12 noon the next day, I tuned the radio for the mid day news and the first headline was: “Professor Adekunle Coker was found dead this morning beside the abattoir in Oshodi market.” I had just clocked five years of age and couldn’t fend for my unnamed baby sister after the news of dad’s death claimed my mother’s life two days later. Before my baby sister joined our parent, I named her Arike. It was the seventh day of her birth and it began my journey of pain but, towards glory.

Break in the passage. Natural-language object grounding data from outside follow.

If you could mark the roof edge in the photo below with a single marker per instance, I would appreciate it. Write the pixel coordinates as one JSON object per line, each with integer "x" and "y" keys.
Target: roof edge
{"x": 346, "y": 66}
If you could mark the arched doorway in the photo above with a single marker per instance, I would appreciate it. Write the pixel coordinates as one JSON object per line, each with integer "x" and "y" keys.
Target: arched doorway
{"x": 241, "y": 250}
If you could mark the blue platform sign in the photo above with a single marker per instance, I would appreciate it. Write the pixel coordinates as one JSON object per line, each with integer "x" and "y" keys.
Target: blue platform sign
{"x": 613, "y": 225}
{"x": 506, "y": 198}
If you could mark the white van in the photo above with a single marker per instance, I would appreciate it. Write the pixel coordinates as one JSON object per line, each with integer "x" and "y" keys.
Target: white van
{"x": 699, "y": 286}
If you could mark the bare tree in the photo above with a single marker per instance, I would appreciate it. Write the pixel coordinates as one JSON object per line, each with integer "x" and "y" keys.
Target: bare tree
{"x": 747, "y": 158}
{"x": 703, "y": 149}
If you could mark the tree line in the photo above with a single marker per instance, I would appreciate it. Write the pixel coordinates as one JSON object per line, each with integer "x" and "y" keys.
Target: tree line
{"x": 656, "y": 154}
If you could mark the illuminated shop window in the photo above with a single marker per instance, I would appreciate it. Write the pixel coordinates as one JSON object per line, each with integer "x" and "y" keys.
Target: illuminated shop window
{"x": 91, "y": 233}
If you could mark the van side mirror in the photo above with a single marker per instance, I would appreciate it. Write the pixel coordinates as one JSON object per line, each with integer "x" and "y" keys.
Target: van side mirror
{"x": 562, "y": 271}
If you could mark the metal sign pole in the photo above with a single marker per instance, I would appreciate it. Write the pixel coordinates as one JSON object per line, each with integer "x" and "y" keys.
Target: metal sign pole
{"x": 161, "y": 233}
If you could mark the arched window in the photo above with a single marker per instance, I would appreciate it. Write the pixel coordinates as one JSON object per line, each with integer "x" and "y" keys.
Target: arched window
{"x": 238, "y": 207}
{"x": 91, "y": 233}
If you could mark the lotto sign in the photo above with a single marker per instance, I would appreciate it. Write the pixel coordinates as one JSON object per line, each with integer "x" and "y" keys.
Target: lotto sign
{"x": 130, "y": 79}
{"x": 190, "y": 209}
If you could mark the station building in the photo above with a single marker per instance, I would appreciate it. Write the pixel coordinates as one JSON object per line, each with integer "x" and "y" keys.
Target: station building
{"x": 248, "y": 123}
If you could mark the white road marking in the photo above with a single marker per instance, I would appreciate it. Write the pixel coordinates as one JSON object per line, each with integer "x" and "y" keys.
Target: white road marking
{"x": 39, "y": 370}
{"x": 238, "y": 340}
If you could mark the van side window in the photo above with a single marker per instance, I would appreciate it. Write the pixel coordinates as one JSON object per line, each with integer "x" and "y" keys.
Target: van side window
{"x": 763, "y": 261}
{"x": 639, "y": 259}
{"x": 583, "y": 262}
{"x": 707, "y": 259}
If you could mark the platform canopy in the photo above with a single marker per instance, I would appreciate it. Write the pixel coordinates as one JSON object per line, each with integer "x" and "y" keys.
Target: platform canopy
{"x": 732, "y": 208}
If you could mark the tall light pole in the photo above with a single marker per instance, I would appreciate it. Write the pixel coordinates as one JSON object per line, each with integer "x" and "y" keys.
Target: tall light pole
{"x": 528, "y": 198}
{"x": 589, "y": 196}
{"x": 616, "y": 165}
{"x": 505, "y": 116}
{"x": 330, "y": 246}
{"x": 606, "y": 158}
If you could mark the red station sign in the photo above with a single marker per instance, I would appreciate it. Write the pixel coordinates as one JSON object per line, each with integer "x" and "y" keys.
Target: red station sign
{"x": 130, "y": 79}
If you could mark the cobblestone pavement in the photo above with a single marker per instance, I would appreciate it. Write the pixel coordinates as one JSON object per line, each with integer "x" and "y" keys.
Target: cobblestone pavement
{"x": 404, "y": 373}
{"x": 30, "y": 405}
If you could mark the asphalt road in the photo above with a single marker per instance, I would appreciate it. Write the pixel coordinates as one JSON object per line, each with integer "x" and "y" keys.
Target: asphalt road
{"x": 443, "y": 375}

It is now 2013 and yesterday morning, a bright and crowded morning quite similar to three years ago in Sheraton, I stood before a Priest and an altar. Elegantly robed in a flowing white gown, she approached me with a radiant smile. This time, the object in her hand was not a microphone but a bunch of neatly arranged white and orange flowers. Neither was her hair woven in front as it was in Sheraton, yet her face was spotless and her eyes sparkled like the assembly of refined diamonds. She got to me, we turned, and the Priest asked: “Do you Adewumi Tosin accept Adekunle Samuel as your lawfully wedded husband; to love and to cherish, in sickness and in health, till death do you part?”Yes, I do” She replied. After the priest said all rites, my long awaited moment came – “You may kiss the bride”, he said. I frictioned my lips against hers; it didn’t make her’s less thick, it only made mine stained in pink.

Then I whispered into her ears: “I met glory at Independence. I claimed one in  Sheraton and today, I claim the other.”

Stephen Ayodele



Dedicated to the memory of all faithful supporters of Chief M.K.O Abiola who lost their lives in the 1993/4 struggle for democracy.